"Imagine que você, caro leitor, tenha algum dinheiro a receber. Esse crédito lhe é reconhecido por meio de uma decisão judicial definitiva, constituindo o que em direito se chama algo líquido, certo e exigível. Portanto, basta que você chame seu devedor, por meio de uma ação de execução, a arcar com a responsabilidade que a ele cabe e fim de história. Certo?
A resposta é: mais ou menos. Isso porque, quando o devedor é o poder público (seja a União, sejam os Estados, sejam os municípios), a história não é bem assim. Aliás, ela é muito mais complicada, para não dizer triste e injusta.
Quando quem deve é o Estado, atento leitor, o seu crédito, chamado de precatório, entra no final de uma enorme fila, organizada por ordem cronológica, para que só então lhe seja providenciado um futuro e incerto pagamento. Salvo raríssimas exceções, sabe-se lá quando você ou os seus herdeiros, mesmo após anos e anos de contenda jud icial, verão a cor desse dinheiro.
E essa situação, em que o Estado é quem deve, é extremamente comum e aflige milhares de brasileiros. São aposentados, pensionistas, empresas, servidores públicos ou cidadãos que, de alguma forma, foram vitimados ou lesados pelo poder público ou por seus agentes, mas que se veem de mãos atadas por não encontrarem meios jurídicos efetivos para garantir aquilo que lhes é reconhecidamente devido por sentença judicial.

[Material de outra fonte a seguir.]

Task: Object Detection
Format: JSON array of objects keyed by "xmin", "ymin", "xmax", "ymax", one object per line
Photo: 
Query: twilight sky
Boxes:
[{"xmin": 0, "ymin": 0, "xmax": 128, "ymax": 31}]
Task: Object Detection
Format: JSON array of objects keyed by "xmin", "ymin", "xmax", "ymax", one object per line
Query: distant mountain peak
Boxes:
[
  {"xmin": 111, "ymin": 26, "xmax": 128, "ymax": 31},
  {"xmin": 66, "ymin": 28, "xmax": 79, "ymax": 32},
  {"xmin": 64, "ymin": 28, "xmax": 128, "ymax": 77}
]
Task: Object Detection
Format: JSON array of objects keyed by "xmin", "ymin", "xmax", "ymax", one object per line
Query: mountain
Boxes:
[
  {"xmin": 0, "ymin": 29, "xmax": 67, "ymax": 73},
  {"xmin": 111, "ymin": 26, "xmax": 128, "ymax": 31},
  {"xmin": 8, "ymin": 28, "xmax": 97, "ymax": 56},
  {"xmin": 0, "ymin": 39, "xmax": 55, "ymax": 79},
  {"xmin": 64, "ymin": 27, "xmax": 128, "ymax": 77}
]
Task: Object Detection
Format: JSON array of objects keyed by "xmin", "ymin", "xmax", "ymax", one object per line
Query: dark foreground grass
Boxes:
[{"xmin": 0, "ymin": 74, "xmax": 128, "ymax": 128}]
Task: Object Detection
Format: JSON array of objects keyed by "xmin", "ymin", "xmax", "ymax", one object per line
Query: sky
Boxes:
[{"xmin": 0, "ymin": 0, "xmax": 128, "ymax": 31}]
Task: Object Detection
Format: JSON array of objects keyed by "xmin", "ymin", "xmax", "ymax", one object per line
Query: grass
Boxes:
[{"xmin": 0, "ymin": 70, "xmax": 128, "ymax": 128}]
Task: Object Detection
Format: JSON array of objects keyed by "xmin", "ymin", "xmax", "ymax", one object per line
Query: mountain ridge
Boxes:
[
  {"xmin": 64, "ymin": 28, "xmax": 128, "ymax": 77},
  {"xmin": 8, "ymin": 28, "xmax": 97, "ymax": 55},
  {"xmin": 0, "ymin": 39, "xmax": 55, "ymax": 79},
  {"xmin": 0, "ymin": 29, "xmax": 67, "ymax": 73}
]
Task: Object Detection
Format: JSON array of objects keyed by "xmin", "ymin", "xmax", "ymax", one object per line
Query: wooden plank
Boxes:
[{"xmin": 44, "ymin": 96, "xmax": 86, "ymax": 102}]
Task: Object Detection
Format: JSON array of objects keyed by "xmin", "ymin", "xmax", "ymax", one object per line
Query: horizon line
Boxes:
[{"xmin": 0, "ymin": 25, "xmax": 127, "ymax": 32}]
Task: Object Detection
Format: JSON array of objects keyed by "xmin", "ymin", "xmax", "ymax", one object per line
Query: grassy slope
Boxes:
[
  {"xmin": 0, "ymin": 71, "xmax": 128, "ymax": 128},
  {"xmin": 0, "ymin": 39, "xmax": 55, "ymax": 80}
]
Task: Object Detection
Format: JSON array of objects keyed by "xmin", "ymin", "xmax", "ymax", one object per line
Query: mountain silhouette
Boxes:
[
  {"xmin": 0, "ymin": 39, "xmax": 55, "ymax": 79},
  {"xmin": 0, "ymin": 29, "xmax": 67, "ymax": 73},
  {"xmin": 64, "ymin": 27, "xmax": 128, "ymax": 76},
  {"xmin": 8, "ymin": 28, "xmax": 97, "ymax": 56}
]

O Poder Legislativo poderia ter dado um basta nesse perverso e desrespeitoso sistema de pagamento de débitos pelo poder público. Poderia, mas não o fez. É que, ao cair da noite do último dia 1º de abril, o Senado aprovou a proposta de emenda constitucional nº 12/06 e contribuiu para sacramentar mais uma dificuldade imposta ao cidadão comum que é credor do Estado. E, bem ao contrário do que a data de aprovação possa sugerir, tal ato não se tratou de um chiste.

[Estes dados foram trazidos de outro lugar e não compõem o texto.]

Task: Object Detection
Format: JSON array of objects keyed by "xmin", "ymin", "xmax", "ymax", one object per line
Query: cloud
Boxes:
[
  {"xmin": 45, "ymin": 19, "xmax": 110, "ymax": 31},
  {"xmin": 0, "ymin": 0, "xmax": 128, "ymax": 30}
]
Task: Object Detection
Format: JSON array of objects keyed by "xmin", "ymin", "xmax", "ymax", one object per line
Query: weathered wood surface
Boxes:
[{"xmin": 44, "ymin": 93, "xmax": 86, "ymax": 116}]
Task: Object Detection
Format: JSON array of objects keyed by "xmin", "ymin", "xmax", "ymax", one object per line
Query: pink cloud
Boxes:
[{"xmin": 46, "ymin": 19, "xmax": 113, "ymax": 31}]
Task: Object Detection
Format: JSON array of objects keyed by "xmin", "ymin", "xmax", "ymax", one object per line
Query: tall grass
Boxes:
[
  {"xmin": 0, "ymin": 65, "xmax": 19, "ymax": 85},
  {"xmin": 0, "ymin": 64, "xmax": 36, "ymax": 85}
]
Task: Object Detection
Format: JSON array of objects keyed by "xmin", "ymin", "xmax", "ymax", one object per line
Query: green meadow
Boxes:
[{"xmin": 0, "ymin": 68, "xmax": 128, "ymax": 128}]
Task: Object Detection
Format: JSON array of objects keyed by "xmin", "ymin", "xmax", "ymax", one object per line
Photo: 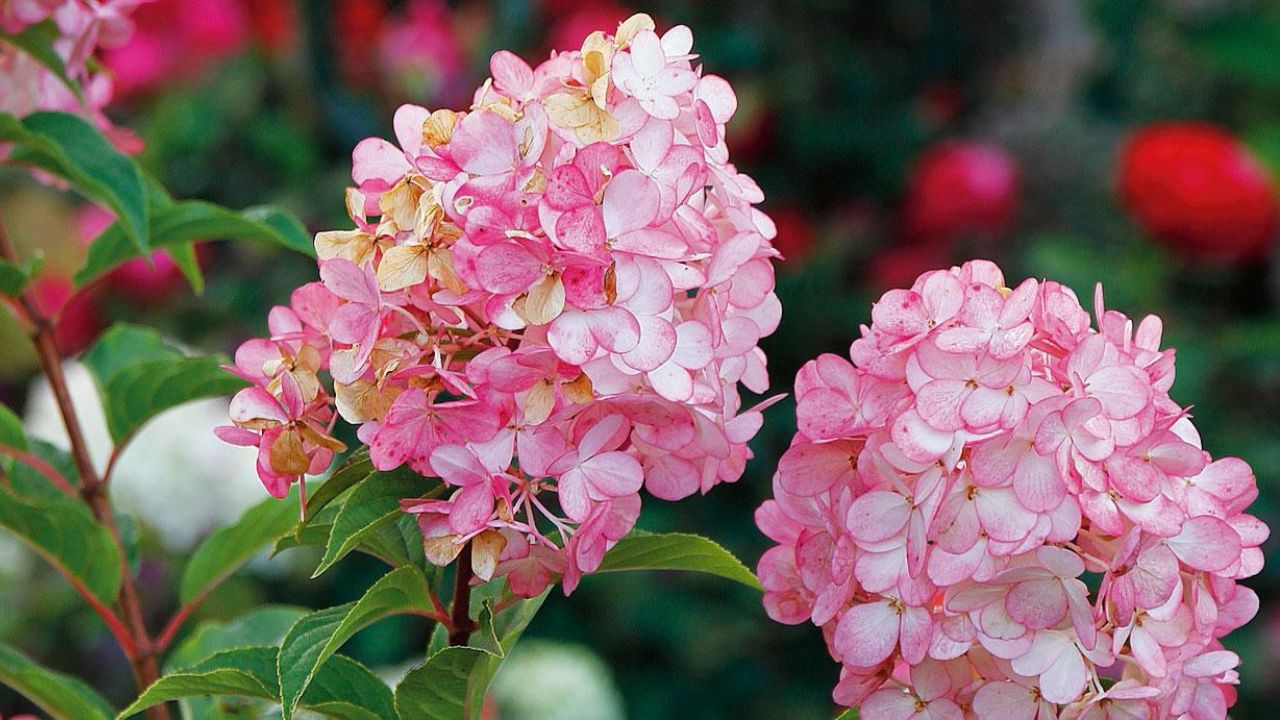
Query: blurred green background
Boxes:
[{"xmin": 3, "ymin": 0, "xmax": 1280, "ymax": 718}]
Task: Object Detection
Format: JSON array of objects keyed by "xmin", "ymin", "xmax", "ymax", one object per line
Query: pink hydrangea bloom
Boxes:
[
  {"xmin": 221, "ymin": 13, "xmax": 780, "ymax": 597},
  {"xmin": 0, "ymin": 0, "xmax": 144, "ymax": 150},
  {"xmin": 756, "ymin": 260, "xmax": 1267, "ymax": 718}
]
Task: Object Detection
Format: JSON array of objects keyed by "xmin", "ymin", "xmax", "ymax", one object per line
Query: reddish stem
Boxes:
[
  {"xmin": 448, "ymin": 542, "xmax": 477, "ymax": 646},
  {"xmin": 0, "ymin": 215, "xmax": 169, "ymax": 720}
]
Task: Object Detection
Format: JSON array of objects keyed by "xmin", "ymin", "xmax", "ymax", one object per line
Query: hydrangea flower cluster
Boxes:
[
  {"xmin": 1, "ymin": 0, "xmax": 142, "ymax": 148},
  {"xmin": 756, "ymin": 260, "xmax": 1266, "ymax": 718},
  {"xmin": 219, "ymin": 14, "xmax": 780, "ymax": 597}
]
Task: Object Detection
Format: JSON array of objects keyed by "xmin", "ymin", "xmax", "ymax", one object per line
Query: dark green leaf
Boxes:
[
  {"xmin": 166, "ymin": 605, "xmax": 309, "ymax": 672},
  {"xmin": 394, "ymin": 595, "xmax": 546, "ymax": 720},
  {"xmin": 0, "ymin": 484, "xmax": 120, "ymax": 604},
  {"xmin": 595, "ymin": 532, "xmax": 762, "ymax": 590},
  {"xmin": 118, "ymin": 647, "xmax": 393, "ymax": 720},
  {"xmin": 304, "ymin": 448, "xmax": 373, "ymax": 523},
  {"xmin": 0, "ymin": 112, "xmax": 148, "ymax": 252},
  {"xmin": 0, "ymin": 641, "xmax": 114, "ymax": 720},
  {"xmin": 76, "ymin": 200, "xmax": 314, "ymax": 288},
  {"xmin": 278, "ymin": 566, "xmax": 433, "ymax": 719},
  {"xmin": 312, "ymin": 470, "xmax": 438, "ymax": 577},
  {"xmin": 180, "ymin": 490, "xmax": 299, "ymax": 605}
]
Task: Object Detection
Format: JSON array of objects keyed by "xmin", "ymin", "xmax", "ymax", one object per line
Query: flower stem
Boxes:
[
  {"xmin": 448, "ymin": 542, "xmax": 478, "ymax": 646},
  {"xmin": 0, "ymin": 211, "xmax": 170, "ymax": 720}
]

Ao longo de um único dia, o Senado, em notório e louvável excesso laborioso, convocou nada menos do que três sessões extraordinárias consecutivas para que os prazos regimentais fossem formalmente cumpridos e aprovou a famigerada "PEC do calote", que é como tem sido chamada essa inovação legislativa. Lamentavelmente, a repentina aprovação de um projeto que tramitou naquela Casa durante mais de três anos não refletiu nenhum ganho para a sociedade.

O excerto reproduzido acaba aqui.